Note: The bipartite graph can be expanded into two graphs for separate processing.
3.3 Divide according to whether the connection is weighted
- Connect weighted graphs: Literally connect with weights.
- If there are multiple paths between two nodes: the weight is the sum of the weights of each path.
4. Number of node connections (degree of node)
- The degree of a node can be used as an indicator of the importance of the node.
4.1 Degree of nodes in undirected graph
- The number of connections that exist for a node is the degree of the node.
- The average degree of an undirected graph is K ˉ = 2 EN \bar{K} = \frac{2E}{N}Kˉ=N2 E. Among them, E is the total number of connections, and N is the number of summary points.
4.2 Degree of directed graph node
- The degree of a directed graph node is divided into in-degree and out-degree.
- In-degree: is the number of connections pointing to the node.
- Out-degree: is the number of connections issued by the node.
- The degree of the entire node is the sum of in-degree and out-degree.
- A node with an in-degree of 0 is called a source node, and a node with an out-degree of 0 is called a sink node.
- The average degree of a directed graph is K ˉ = EN \bar{K} = \frac{E}{N}Kˉ=NE, the average out-degree and the average in-degree are the same.
5. Representation method of graph
5.1 Adjacency matrix
- Where there is a connection it is 1, where there is no connection it is 0.
- Features: The adjacency matrix of an undirected graph is a symmetric matrix, and the adjacency matrix of a directed graph is an asymmetric matrix.
- For undirected graphs, the total number of connections is half the element-wise sum of the adjacency matrix; the degrees of nodes can be summed along rows or columns.
Note: If there are self-connections, the total number of self-connections does not need to be divided by two when calculating the total number of connections.
- For directed graphs, the total number of connections is the element-wise sum of the adjacency matrices; the in-degree of a node is the column-wise sum, and the out-degree is the row sum.
5.2 Connection list, adjacency list
邻接矩阵多为稀疏矩阵,这造成了存储空间的浪费。
- Connection list: Only record node pairs with connections.
- Adjacency list: only records connections issued by each node.

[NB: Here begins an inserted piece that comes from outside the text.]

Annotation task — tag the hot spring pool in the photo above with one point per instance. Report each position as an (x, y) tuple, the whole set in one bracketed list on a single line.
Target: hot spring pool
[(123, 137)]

- Adjacency lists further compress storage requirements based on connection lists.
6. Graph connectivity
- For an undirected graph, if any two nodes can reach each other, it is called a connected graph; otherwise, it is called a non-connected graph, and the maximum connected subgraph of a non-connected graph is called a connected domain.
- For a directed graph, if any two nodes can reach each other, it is called a strongly connected graph; if a non-strongly connected graph is a connected graph after removing the direction, it is called a weakly connected graph.
- Strongly Connected Domain (SCC): It is a maximal subgraph that meets the definition of a strongly connected graph. It is very necessary to do SCC decomposition for a picture.